The second may be more unsettling: The players are travelling in lands they are familiar with, but the mists change everything around them until they realise they’re no longer where they thought they were: they’ve been transported to a new land, one with an unsettling darkness upon it. With this start, the players know something is wrong from the very beginning.
Which one is better? It depends a lot on how you judge your players (and whether or not you’ve told them what adventure you’re running…)
Tone and Approach
Death House is primarily an exploration-focused adventure. Yes, it has combat, and a small amount of role-playing, but far more of the adventure is focused on exploring the strange, apparently deserted house.
My feeling is that horror works best when it’s rooted in the familiar. Things should appear normal at first, and the players lulled into thinking they understand the environment. Then, when strange things start happening, they have more impact.
There’s a tragedy at the heart of Death House, and it helps if you can bring it home to the players: let them understand that innocents have died here.

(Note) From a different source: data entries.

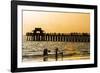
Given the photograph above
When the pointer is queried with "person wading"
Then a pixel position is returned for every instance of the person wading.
(45, 55)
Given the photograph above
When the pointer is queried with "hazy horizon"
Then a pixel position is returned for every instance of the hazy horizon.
(58, 22)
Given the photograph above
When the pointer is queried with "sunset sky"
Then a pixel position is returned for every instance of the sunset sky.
(59, 22)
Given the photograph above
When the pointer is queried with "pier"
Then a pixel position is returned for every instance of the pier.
(39, 35)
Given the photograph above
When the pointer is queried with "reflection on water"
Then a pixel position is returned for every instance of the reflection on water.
(33, 50)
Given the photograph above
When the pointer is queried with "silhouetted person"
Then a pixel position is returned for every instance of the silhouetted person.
(45, 54)
(62, 55)
(56, 54)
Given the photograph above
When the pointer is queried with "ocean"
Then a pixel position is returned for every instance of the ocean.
(33, 50)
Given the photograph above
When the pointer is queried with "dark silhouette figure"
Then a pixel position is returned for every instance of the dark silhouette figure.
(45, 55)
(62, 55)
(56, 54)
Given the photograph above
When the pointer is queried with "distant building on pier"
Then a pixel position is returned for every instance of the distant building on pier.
(39, 35)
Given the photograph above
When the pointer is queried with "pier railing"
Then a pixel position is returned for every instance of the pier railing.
(39, 35)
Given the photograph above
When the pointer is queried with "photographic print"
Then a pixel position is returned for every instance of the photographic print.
(55, 36)
(52, 35)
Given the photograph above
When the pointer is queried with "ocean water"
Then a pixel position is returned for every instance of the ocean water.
(33, 50)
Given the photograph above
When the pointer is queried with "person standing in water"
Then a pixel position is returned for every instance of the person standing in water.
(56, 54)
(45, 55)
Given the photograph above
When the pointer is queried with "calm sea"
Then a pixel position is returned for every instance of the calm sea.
(33, 50)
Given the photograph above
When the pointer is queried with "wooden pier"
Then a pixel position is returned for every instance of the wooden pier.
(39, 35)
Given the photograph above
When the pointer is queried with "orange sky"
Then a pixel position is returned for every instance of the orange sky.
(59, 22)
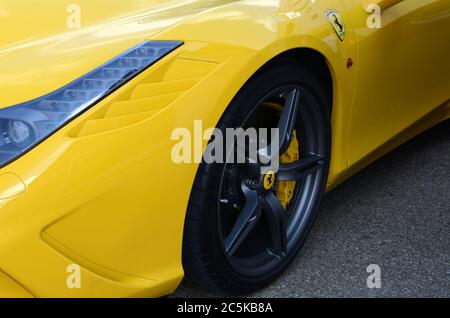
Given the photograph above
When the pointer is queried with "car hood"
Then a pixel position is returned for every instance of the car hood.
(46, 44)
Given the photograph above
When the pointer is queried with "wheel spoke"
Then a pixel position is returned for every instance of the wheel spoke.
(300, 169)
(288, 119)
(246, 221)
(286, 125)
(274, 212)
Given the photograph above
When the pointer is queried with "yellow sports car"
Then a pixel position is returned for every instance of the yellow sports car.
(108, 107)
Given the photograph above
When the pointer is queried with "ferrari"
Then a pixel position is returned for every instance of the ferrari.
(92, 202)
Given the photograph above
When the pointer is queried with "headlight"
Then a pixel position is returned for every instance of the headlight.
(23, 126)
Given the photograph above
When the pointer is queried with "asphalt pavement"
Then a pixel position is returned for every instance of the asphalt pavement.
(395, 214)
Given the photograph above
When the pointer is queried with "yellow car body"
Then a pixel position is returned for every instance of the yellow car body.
(102, 192)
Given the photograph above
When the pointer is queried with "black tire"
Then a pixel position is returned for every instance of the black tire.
(204, 258)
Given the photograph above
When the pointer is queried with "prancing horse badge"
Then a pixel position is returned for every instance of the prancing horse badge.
(337, 23)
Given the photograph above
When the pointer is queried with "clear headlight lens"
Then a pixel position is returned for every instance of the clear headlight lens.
(25, 125)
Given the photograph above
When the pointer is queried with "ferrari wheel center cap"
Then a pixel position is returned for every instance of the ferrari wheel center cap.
(269, 180)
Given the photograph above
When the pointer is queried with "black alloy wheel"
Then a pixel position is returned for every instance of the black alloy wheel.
(239, 233)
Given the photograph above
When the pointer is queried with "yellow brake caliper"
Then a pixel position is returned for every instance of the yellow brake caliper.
(285, 189)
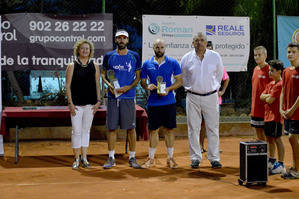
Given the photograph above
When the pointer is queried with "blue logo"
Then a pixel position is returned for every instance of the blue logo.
(154, 28)
(210, 30)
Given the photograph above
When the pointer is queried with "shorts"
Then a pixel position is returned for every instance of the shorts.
(257, 122)
(121, 112)
(291, 127)
(162, 116)
(273, 129)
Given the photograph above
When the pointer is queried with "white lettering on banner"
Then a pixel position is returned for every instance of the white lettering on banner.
(51, 61)
(230, 37)
(229, 46)
(7, 61)
(171, 45)
(64, 26)
(22, 60)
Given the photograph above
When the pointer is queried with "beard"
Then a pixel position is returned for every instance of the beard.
(159, 54)
(121, 46)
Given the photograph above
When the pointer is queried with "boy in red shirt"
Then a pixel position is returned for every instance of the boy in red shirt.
(260, 79)
(273, 126)
(289, 103)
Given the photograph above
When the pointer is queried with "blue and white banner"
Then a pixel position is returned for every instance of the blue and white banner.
(230, 37)
(287, 32)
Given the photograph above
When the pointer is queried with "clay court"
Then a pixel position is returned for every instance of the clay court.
(44, 171)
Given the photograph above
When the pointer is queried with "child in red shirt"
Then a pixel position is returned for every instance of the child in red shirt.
(260, 79)
(273, 120)
(289, 103)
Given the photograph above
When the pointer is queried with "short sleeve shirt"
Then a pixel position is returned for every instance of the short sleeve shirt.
(272, 110)
(124, 67)
(168, 69)
(260, 79)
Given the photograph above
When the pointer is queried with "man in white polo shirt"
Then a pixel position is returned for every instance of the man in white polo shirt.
(202, 71)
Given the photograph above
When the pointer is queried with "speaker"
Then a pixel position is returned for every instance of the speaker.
(253, 162)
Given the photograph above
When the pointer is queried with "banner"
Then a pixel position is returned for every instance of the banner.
(1, 137)
(230, 37)
(45, 42)
(287, 32)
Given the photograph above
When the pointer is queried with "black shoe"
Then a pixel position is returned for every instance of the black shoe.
(216, 165)
(133, 163)
(195, 164)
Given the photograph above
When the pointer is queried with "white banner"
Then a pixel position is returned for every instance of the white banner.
(230, 37)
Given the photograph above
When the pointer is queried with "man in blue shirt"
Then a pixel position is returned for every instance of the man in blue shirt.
(123, 67)
(158, 71)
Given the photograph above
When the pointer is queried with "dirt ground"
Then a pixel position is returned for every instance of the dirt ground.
(44, 171)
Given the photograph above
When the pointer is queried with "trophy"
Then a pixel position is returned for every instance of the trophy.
(114, 81)
(161, 86)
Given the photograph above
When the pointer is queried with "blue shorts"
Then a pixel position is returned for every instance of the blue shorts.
(162, 116)
(291, 127)
(121, 112)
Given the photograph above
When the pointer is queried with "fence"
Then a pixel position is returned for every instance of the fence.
(128, 15)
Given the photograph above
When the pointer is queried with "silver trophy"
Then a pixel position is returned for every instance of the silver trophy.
(113, 80)
(161, 86)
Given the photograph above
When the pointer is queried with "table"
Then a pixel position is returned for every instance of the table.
(47, 116)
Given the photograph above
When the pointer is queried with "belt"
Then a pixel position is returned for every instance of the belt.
(204, 94)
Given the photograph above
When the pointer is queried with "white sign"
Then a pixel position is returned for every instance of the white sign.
(230, 37)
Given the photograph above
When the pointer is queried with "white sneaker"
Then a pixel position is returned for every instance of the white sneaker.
(278, 168)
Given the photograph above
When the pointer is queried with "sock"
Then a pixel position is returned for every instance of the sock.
(272, 160)
(131, 154)
(170, 152)
(152, 153)
(111, 154)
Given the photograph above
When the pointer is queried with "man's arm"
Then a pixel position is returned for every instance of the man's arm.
(282, 112)
(124, 89)
(289, 113)
(225, 84)
(177, 84)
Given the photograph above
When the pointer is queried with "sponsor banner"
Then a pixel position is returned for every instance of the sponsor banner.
(45, 42)
(230, 37)
(287, 32)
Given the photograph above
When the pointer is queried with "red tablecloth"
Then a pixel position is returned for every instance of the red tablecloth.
(60, 115)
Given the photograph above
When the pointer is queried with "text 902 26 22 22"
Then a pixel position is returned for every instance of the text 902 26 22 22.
(59, 26)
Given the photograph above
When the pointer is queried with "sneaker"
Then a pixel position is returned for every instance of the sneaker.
(278, 168)
(290, 175)
(76, 164)
(149, 163)
(216, 164)
(195, 164)
(110, 163)
(171, 163)
(85, 163)
(270, 165)
(133, 163)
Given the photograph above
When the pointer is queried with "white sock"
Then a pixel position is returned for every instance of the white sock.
(170, 152)
(131, 154)
(152, 153)
(111, 154)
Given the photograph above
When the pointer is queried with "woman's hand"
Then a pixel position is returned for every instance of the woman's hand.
(73, 109)
(96, 107)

If you can make the players think about the consequences of their actions, so much the better!
The pacing of the adventure ramps up as it progresses: first everything seems normal, then one or two wrong things appear, then more, until finally – at the climax of the adventure – everything goes wrong and the players must scramble to survive. I’d keep the gloves off myself: there’s nothing like killing a player character to make the rest pay attention. It’s great to have consequences!
The ghosts are your chief tools for imparting the tragedy and history of the house; they can also inspire good-hearted characters to avenge their deaths, which makes the second act of the adventure far more interesting. When preparing the adventure, think of how you could employ them. (The ghosts will work even better if they possess a player who is good at role-playing. If you’ve got a budding actor in the group, you’ve got a real opportunity here!)
Notes and Emendations
Death House references a monster that is in the full Curse of Strahd adventure but not in the free adventure: an animated object. Use the stats for the Animated Sword from the Monster Manual, but it deals bludgeoning damage instead.
The Mists of Ravenloft disorientate all who enter them, so that they end up turned around and returning to their entry point after a few minutes of wandering blindly through the fog. The original Ravenloft adventure also had them begin to choke characters who continued to persist in travelling through them; you might choose to use that as an additional deterrent if the players don’t get the hint.
Dungeon Masters running the adventure as part of the D&D Adventurers League should see the additional notes on the DDAL website. In particular, only new DMs should use the milestone XP system; it’s recommended that instead you give regular XP.
Those are my initial thoughts on running Death House. We’ll be running part of it this weekend – I hope to soon bring you reports of how it went for us, and inspiration for how you might employ it with your players!